The new hospital started life as the Champlain Valley Exposition Center, three buildings amounting to 74,000 square feet, not too far from I-89 and accessible from a number of other hospitals off the highway. This had been a place for kids’ soccer and lacrosse games, antique expos and quilt shows and Tuesday bingo with a full snack bar. When Tatro went to visit the space with the lead civil engineer, Major Jason Villemaire, earlier this month, he had a hard time seeing the potential in all the emptiness. “I’m walking through these rooms … they’re like big empty spaces,” Tatro told me. “Major Villemaire is telling me what needs to happen, and I’m like, ‘It can’t happen. It can’t happen at all.’”
Villemaire put together the blueprints himself on Wednesday, April 1, working late into the night over pizza with a team of about seven other people. You can’t just put 400 beds in an expo center. Medical planners were asking Villemaire’s team to transform it into a space with eight 50-bed pods including an isolation ward, in case it had to take coronavirus patients. Each pod was to include a nursing station and supply closet as well as a sink, each bed to get its own electrical outlets and lamp nearby. Lieutenant Colonel Chris Gookin, the deputy state surgeon in the Vermont National Guard, recalls walking through the expo center before construction started and worrying about how everything would fit. “We’re having that moment of doubt where we’re like, ‘It’s not going to be big enough,’” he told me. He was imagining filling it up with two-by-fours, nursing units, sinks, beds, emergency exits, and corridors.
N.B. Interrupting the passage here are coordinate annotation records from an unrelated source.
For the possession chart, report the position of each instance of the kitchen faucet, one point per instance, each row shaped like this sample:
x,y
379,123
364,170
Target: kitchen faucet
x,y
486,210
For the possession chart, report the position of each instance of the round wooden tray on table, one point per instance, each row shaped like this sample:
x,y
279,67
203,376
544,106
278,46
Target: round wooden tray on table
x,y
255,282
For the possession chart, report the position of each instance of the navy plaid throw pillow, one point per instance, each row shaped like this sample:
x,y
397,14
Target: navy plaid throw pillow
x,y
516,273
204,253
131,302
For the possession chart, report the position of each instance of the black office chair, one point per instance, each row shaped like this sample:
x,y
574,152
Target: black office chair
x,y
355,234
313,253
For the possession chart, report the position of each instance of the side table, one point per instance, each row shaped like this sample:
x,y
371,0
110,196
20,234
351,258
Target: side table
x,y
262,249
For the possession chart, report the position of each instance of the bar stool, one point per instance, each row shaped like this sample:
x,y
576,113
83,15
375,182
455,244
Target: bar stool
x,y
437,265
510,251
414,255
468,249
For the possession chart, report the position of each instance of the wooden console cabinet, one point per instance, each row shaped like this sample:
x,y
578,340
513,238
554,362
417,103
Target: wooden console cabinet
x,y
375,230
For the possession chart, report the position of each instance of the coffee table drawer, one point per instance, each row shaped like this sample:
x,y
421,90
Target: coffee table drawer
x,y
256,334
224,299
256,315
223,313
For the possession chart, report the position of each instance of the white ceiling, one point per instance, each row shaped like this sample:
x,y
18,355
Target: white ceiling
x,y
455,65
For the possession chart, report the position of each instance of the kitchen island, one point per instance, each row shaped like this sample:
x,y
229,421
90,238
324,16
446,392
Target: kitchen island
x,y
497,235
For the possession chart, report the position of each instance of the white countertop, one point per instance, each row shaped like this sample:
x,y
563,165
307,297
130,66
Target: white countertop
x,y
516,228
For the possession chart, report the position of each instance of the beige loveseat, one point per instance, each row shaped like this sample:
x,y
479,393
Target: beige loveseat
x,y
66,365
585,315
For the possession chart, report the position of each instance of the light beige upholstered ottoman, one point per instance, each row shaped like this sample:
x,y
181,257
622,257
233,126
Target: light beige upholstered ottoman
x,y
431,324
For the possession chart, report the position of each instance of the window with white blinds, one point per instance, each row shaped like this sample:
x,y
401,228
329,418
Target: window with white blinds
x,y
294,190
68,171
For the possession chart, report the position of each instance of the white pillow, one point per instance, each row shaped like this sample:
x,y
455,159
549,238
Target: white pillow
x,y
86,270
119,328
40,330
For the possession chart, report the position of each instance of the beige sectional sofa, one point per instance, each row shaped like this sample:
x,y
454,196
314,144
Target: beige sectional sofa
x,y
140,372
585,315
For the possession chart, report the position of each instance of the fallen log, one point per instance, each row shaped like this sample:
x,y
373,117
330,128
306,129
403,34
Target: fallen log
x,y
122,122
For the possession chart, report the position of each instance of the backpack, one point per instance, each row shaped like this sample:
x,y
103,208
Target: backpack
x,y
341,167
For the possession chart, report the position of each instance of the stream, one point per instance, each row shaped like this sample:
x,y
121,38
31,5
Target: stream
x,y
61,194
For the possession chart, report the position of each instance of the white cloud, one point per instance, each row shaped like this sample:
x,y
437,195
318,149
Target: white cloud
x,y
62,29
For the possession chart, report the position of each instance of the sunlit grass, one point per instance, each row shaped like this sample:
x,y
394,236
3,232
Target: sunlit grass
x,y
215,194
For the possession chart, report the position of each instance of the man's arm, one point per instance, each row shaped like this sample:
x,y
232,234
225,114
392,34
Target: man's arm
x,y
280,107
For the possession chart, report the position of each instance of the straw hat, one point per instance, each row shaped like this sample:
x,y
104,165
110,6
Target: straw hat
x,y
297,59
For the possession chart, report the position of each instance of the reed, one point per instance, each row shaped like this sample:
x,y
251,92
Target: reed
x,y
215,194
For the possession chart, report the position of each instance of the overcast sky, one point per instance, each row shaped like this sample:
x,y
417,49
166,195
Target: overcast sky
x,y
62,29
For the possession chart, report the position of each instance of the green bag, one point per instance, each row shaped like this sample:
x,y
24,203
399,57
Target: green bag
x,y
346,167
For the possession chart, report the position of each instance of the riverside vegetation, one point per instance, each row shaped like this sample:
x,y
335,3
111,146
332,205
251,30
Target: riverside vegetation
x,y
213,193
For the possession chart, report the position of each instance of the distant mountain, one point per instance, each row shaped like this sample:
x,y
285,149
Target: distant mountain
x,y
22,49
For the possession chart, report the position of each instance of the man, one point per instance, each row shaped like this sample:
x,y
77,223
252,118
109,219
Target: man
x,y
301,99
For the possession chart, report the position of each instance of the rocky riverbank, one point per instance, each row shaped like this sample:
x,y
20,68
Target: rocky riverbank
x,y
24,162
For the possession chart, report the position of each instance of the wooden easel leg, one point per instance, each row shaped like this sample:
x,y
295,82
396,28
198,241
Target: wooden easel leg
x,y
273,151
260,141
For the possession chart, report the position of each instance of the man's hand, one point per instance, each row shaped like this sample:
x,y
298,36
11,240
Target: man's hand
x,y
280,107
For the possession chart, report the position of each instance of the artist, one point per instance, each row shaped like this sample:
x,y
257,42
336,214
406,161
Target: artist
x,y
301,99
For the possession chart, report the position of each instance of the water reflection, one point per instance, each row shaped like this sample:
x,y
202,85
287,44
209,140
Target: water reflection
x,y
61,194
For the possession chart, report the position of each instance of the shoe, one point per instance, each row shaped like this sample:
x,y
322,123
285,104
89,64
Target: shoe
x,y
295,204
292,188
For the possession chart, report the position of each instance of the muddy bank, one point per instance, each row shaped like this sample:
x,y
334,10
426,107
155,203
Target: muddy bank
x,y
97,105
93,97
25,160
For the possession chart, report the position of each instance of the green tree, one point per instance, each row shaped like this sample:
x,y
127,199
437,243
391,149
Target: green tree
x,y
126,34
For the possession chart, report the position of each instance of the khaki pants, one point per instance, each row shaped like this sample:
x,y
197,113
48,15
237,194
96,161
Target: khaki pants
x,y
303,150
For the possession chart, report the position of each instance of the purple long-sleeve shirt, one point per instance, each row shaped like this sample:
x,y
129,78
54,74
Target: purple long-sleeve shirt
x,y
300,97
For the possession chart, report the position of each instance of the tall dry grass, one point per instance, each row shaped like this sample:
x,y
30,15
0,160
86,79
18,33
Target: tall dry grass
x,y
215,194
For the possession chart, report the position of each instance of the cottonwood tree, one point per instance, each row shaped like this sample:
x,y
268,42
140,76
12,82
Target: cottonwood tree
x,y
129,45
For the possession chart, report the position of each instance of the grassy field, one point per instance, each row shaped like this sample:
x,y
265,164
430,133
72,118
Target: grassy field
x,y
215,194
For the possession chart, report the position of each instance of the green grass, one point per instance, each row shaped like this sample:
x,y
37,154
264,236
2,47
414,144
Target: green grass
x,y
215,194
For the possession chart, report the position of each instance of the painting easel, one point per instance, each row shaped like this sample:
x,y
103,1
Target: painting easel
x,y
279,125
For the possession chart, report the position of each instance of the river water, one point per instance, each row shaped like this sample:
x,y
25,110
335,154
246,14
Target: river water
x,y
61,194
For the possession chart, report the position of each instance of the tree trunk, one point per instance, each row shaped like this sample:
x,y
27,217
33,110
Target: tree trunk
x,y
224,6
Villemaire wasn’t as worried. As a full-time engineer at the Burlington Air National Guard Base, he manages the infrastructure for a facility that hosts 15 F-35 fighter jets. He’d enlisted as an air mechanic in the late 1980s, and had experience building things quickly with few resources on deployments. But the scale of this project was altogether new to him..
“I’ve never done anything of this scope all at the same time,” he told me. And normally, for a project this big, it would take more than a week just to get all the personnel in place. “We were able to do it in a matter of hours.”
The advantage of the expo center was that it already had its own power, plumbing, heating, and ventilation. Still, Villamaire’s team needed to put up dozens of walls to separate each pod from the others and to divide each into two sections, for men and women; run new electrical wiring within the walls to get power next to each bed; and run plumbing to the sinks in the nurse’s stations. This would mean erecting close to a mile’s worth of walls eight feet high, a similar length of new electrical wiring to connect to 432 different power outlets, and about 1,200 feet of plumbing.